Lei de Regularização tem votação adiada na Câmara


Por Tribuna

05/01/2012 às 07h00

A nova proposta de uma Lei de Regularização na cidade, elaborada em conjunto por representantes da Câmara e da Prefeitura, deve ser discutida na próxima segunda-feira pelos vereadores com técnicos das secretaria de Atividades Urbanas e de Planejamento e Desenvolvimento Econômico, a fim de que eles esclareçam todos os detalhes do projeto. A matéria, de autoria do vereador Júlio Gasparette (PMDB) em consenso com o Executivo, foi colocada na pauta de ontem para votação em segundo turno, mas adiada depois de o vereador José Sóter Figueirôa (PMDB) ponderar sobre a necessidade de uma explicação técnica sobre o texto. Apesar das considerações, porém, o parlamentar elogiou a proposta e considerou que ela traz avanços ao levar em conta critérios socioeconômicos e de infraestrutura urbana para permitir a legalização de imóveis construídos sem licença prévia da Prefeitura ou em desconformidade com a Lei de Uso e Ocupação do Solo e o Código de Obras.
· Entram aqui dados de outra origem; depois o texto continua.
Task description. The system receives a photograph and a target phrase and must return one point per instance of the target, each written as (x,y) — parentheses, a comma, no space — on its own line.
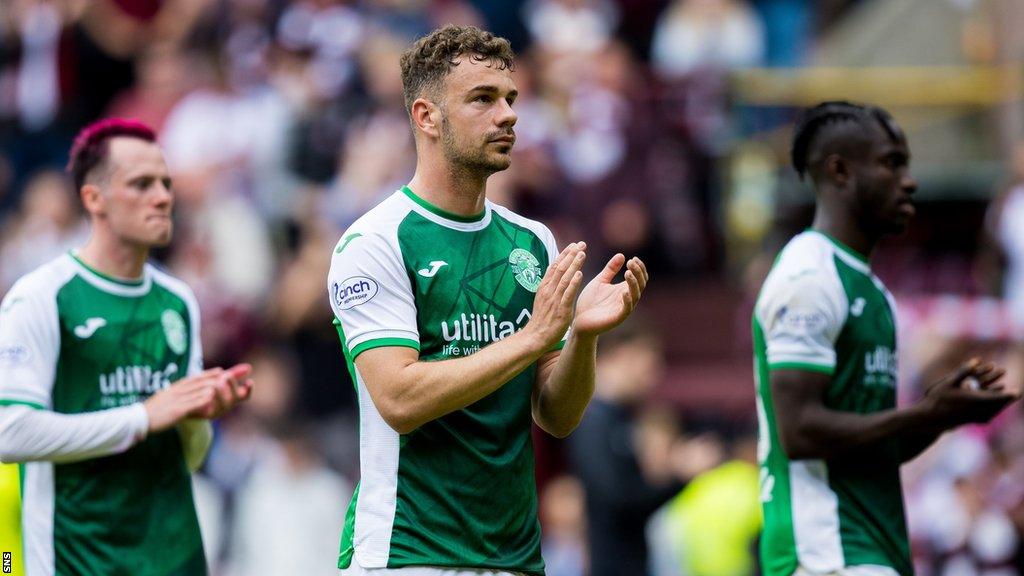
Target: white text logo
(89,328)
(434,266)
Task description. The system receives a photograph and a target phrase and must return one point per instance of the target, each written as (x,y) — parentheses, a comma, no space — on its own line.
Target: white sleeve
(30,342)
(802,316)
(372,295)
(27,434)
(197,436)
(196,348)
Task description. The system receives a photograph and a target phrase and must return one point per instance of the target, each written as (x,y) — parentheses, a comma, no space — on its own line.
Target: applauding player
(453,314)
(832,440)
(102,393)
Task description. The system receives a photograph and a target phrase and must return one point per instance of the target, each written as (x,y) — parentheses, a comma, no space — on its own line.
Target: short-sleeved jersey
(74,340)
(458,491)
(822,310)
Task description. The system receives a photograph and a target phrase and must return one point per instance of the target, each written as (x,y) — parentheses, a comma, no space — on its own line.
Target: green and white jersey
(459,491)
(821,310)
(73,340)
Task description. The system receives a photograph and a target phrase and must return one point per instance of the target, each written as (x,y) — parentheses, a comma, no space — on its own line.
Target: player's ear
(427,117)
(92,199)
(837,169)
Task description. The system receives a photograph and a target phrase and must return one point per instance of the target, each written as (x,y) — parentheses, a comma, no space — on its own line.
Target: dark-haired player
(832,440)
(102,393)
(453,314)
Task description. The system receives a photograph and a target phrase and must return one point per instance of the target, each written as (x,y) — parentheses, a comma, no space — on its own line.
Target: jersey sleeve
(802,316)
(195,329)
(372,295)
(30,341)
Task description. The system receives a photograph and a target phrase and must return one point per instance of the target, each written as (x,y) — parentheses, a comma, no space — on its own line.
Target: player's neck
(458,193)
(114,258)
(845,231)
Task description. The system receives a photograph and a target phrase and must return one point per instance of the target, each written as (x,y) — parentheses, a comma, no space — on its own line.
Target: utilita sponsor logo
(354,291)
(481,327)
(881,361)
(136,379)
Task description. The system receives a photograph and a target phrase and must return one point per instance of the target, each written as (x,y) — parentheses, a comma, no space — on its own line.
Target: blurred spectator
(563,519)
(162,78)
(1005,228)
(630,462)
(48,222)
(285,480)
(570,26)
(716,34)
(712,527)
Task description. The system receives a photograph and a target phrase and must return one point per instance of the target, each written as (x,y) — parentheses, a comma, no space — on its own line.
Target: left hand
(232,387)
(602,305)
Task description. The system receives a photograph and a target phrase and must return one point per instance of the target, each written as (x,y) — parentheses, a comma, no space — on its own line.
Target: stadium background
(653,127)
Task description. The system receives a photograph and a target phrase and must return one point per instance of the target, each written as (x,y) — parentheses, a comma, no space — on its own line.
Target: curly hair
(430,58)
(92,145)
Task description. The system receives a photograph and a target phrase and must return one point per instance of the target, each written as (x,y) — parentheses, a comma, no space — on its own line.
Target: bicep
(795,396)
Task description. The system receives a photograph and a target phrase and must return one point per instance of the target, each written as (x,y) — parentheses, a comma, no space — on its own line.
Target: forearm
(559,400)
(819,433)
(28,435)
(911,444)
(197,436)
(421,391)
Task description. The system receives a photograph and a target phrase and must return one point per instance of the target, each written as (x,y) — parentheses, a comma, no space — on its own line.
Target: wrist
(582,339)
(535,343)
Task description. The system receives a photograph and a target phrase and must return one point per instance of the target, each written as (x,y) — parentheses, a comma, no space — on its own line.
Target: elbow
(798,445)
(9,454)
(400,418)
(561,433)
(556,427)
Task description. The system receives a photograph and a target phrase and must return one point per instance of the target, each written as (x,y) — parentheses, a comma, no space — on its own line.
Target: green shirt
(821,310)
(459,491)
(73,340)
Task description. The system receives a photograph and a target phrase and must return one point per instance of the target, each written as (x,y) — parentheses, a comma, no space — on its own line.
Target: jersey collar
(450,219)
(110,284)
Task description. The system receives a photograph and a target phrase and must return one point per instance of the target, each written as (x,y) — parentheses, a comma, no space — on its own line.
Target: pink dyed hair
(92,145)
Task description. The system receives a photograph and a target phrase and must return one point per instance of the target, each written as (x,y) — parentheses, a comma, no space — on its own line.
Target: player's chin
(897,224)
(501,162)
(162,238)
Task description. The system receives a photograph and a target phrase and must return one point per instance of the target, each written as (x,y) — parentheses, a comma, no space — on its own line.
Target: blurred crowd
(283,121)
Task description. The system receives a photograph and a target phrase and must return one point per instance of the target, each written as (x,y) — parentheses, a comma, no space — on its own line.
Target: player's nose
(506,117)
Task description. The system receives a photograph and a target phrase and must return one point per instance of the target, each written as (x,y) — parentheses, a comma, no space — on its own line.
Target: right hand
(556,296)
(969,395)
(200,396)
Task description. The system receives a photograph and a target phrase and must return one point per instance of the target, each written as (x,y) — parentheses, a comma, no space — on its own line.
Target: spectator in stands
(630,463)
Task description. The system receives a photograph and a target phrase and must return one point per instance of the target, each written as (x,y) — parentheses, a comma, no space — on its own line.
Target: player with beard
(832,440)
(456,317)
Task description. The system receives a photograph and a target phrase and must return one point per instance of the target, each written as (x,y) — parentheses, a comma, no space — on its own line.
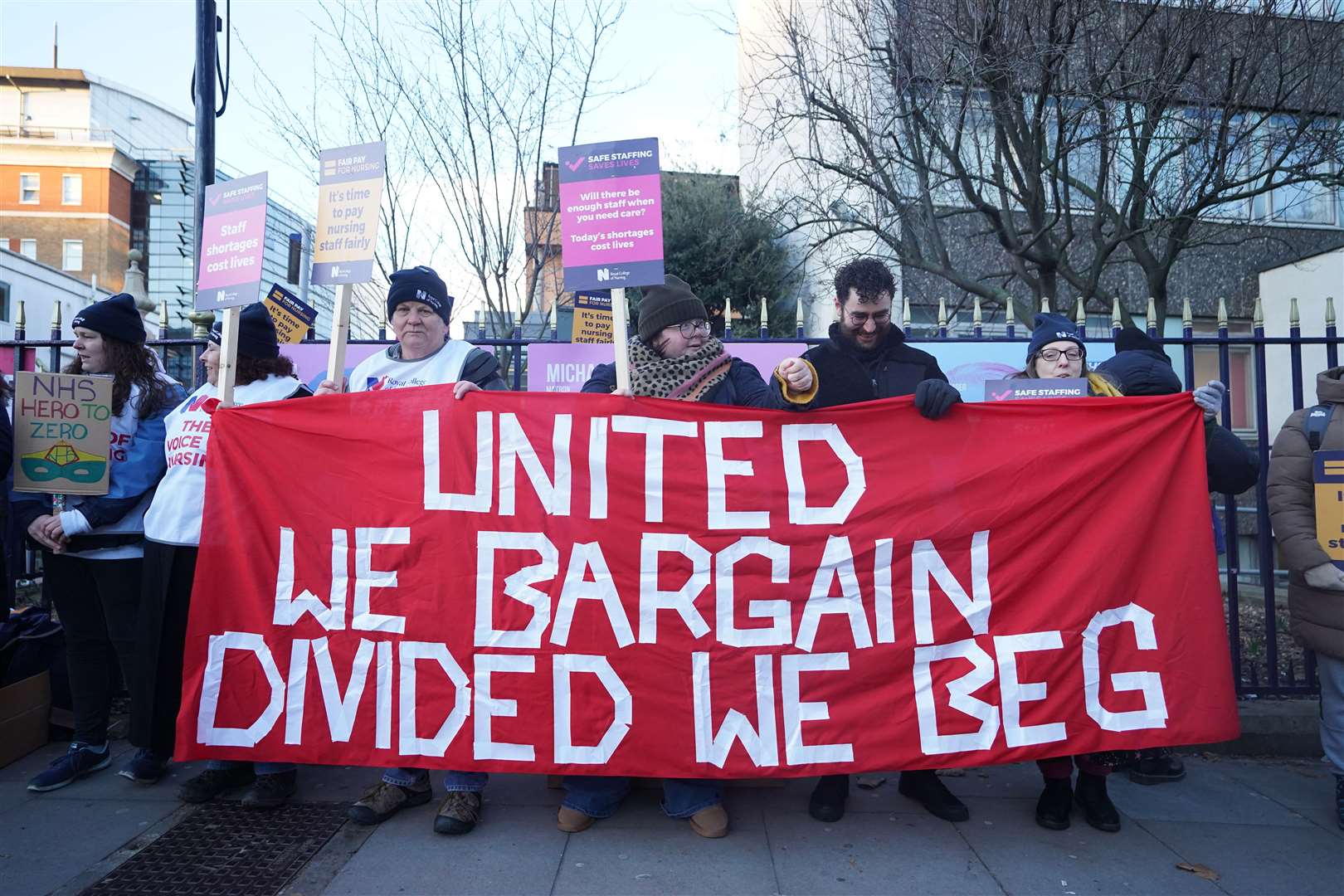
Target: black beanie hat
(256,334)
(116,317)
(1053,328)
(674,303)
(422,285)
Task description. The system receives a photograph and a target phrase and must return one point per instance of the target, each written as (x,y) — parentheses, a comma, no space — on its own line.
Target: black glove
(933,398)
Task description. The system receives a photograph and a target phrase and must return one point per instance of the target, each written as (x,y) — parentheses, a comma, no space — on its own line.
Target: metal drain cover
(226,850)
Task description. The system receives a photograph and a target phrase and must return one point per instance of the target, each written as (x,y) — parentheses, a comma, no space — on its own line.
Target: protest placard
(62,433)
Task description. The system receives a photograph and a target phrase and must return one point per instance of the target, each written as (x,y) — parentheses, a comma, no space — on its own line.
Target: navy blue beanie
(116,317)
(256,334)
(1053,328)
(422,285)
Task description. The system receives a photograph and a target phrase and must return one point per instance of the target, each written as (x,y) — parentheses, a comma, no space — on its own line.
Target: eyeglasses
(860,319)
(1051,355)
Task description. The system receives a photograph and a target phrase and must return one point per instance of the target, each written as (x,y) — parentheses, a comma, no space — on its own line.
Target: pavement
(1255,825)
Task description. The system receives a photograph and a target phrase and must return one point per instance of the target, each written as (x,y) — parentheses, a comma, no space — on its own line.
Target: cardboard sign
(1328,475)
(593,317)
(611,215)
(290,314)
(233,238)
(1015,390)
(350,192)
(62,433)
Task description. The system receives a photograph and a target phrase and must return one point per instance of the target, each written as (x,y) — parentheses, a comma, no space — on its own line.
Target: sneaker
(1157,767)
(459,813)
(1055,802)
(925,787)
(711,821)
(78,761)
(1096,802)
(270,791)
(572,821)
(145,767)
(212,782)
(382,801)
(828,798)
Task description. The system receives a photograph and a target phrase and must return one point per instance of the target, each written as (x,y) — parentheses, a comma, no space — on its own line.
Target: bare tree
(1071,140)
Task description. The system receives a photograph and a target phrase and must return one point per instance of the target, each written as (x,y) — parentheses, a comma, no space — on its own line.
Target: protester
(674,356)
(93,550)
(1315,582)
(1142,367)
(867,359)
(418,308)
(173,535)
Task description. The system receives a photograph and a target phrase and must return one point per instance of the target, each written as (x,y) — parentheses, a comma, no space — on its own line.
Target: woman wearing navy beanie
(93,550)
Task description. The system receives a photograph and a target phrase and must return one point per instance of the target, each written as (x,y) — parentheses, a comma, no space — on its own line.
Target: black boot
(1157,766)
(828,798)
(925,787)
(1055,802)
(1096,804)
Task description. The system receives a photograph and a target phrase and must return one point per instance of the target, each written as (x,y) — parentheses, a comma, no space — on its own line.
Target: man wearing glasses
(867,359)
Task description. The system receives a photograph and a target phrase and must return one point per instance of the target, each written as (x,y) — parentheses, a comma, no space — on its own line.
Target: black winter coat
(849,375)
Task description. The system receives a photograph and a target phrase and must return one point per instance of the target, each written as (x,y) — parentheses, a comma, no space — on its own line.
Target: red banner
(574,583)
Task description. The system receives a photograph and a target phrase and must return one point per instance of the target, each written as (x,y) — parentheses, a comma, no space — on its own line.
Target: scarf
(689,377)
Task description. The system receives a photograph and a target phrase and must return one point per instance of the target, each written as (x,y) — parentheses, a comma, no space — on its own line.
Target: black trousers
(97,603)
(160,640)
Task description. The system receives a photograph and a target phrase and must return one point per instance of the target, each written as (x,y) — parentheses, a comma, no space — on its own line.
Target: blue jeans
(260,767)
(597,796)
(472,782)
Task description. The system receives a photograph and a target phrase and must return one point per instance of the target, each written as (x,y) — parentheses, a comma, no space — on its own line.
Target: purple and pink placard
(231,243)
(611,215)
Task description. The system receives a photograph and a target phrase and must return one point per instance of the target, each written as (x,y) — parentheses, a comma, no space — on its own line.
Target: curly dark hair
(869,277)
(130,364)
(257,368)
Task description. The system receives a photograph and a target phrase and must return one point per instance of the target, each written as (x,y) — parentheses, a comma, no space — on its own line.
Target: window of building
(28,188)
(71,190)
(71,254)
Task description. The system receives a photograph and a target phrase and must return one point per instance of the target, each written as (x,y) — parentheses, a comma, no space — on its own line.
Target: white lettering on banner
(654,430)
(518,586)
(601,587)
(683,599)
(489,707)
(566,751)
(718,470)
(1153,715)
(726,631)
(411,744)
(836,563)
(925,563)
(958,698)
(760,743)
(290,609)
(796,711)
(793,437)
(368,578)
(515,449)
(475,501)
(218,737)
(1014,692)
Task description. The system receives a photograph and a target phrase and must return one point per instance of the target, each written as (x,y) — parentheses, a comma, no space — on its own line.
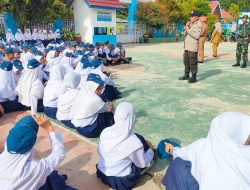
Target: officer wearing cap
(202,40)
(243,40)
(193,30)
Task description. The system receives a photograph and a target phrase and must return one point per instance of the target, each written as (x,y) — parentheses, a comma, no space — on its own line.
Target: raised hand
(43,121)
(169,148)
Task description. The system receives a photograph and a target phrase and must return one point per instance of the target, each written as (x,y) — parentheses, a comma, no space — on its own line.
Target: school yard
(165,107)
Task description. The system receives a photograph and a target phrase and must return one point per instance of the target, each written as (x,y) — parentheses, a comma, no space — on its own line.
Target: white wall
(85,19)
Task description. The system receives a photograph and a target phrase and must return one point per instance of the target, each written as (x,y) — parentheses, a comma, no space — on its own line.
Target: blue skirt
(68,124)
(50,112)
(11,106)
(110,94)
(55,182)
(179,177)
(103,121)
(126,182)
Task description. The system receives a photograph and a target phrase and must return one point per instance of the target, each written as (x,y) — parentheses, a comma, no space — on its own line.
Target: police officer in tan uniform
(193,31)
(202,40)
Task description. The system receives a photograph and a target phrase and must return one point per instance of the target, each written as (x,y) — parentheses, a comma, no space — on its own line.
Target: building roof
(213,5)
(106,4)
(225,14)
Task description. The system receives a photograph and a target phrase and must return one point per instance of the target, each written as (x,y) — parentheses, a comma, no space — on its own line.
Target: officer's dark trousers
(190,62)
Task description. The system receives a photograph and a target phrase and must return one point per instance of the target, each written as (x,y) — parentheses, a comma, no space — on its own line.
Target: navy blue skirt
(110,94)
(68,123)
(179,177)
(55,182)
(50,112)
(103,121)
(11,106)
(126,182)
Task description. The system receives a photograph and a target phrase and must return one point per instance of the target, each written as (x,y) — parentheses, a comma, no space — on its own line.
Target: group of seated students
(79,92)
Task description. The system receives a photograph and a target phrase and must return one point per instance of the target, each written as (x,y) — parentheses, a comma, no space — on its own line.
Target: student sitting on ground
(89,113)
(220,161)
(65,100)
(122,54)
(52,90)
(18,170)
(124,155)
(30,87)
(8,97)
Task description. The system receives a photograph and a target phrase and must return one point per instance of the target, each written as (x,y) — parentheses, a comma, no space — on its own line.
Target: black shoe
(236,65)
(192,79)
(184,77)
(244,65)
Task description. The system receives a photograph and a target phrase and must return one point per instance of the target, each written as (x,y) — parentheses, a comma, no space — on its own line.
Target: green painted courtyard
(165,107)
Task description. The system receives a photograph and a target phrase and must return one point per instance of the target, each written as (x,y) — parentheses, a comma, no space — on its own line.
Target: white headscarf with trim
(118,141)
(30,84)
(222,161)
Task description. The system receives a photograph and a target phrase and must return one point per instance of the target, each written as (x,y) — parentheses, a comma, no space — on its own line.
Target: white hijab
(118,141)
(30,84)
(222,161)
(54,86)
(35,34)
(50,35)
(87,103)
(99,71)
(10,36)
(68,63)
(19,35)
(7,85)
(27,34)
(57,33)
(16,170)
(65,100)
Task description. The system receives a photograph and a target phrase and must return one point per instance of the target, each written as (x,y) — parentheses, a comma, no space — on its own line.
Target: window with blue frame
(103,31)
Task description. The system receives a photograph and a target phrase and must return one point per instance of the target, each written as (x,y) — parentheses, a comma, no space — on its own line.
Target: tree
(159,13)
(234,11)
(25,11)
(243,4)
(187,6)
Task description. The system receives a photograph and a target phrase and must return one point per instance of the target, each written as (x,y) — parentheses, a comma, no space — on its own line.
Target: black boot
(244,65)
(236,64)
(184,77)
(192,79)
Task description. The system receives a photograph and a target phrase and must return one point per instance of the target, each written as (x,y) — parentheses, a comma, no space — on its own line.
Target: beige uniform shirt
(191,41)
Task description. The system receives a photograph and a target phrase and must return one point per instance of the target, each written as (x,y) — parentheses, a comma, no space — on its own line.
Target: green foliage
(124,13)
(243,4)
(211,20)
(25,11)
(187,6)
(68,35)
(158,13)
(234,10)
(202,6)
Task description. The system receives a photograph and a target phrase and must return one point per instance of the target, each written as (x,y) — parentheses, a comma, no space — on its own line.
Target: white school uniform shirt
(35,35)
(87,105)
(10,36)
(30,88)
(65,100)
(119,147)
(99,71)
(221,161)
(27,35)
(54,86)
(19,36)
(20,171)
(7,86)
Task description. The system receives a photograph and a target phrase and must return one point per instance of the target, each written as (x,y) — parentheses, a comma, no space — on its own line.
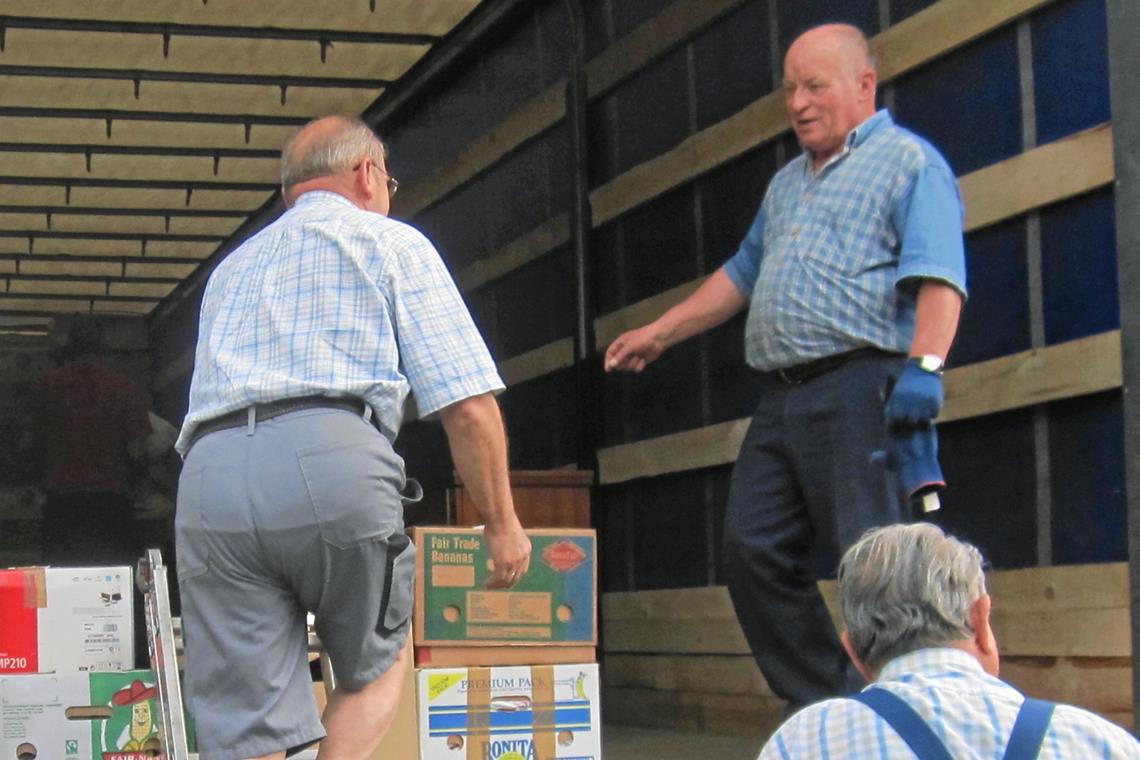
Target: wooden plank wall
(678,658)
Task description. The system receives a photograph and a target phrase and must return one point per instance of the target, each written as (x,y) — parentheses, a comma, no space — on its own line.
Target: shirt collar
(855,138)
(928,662)
(320,196)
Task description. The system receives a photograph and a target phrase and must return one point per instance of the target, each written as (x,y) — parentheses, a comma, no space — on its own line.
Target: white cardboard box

A expectativa de Gasparette, confirmada pelos demais vereadores, é de que o projeto seja aprovado pela Câmara na próxima semana. Para efeitos de regulamentação das edificações fora dos parâmetros, a matéria considera, para o cálculo das multas, os mesmos critérios utilizados para diferenciar as alíquotas do IPTU que incidem sobre os imóveis do Centro, da parte mais nobre da Zona Sul e dos loteamentos localizados principalmente na Cidade Alta daquelas pelos quais é calculado o tributo nos bairros menos valorizados da cidade. Além dos quesitos econômicos e sociais, a proposição também é mais rígida com quem infringe a legislação urbanística do município, especialmente no que toca o coeficiente de aproveitamento dos lotes. Há um avanço significativo, principalmente ao trabalhar com os parâmetros expressos na Lei de Uso e Ocupação do Solo, afirmou Figueirôa, uma vez que o texto ainda garante ao Executivo o direito de, após a vistoria do imóvel, exigir que o proprietário interessado da legalização faça as adequações na construção, caso seja necessário.

O principal questionamento do vereador, no entanto, diz respeito à diminuição, apontada por ele no projeto de Gasparette, do percentual das multas, que seriam maiores na propostas original da Prefeitura. Assumimos o compromisso de votar nesse período legislativo, mas a lei não pode estimular a ilegalidade e, por isso, as multas têm que ser pesadas. Sem criar obstáculos às críticas, Gasparette fez questão de pedir ao líder do Governo, vereador Noraldino Júnior (PSC), que agendasse a reunião com os técnicos já para o início da próxima semana, quando não há audiência pública no Palácio Barbosa Lima.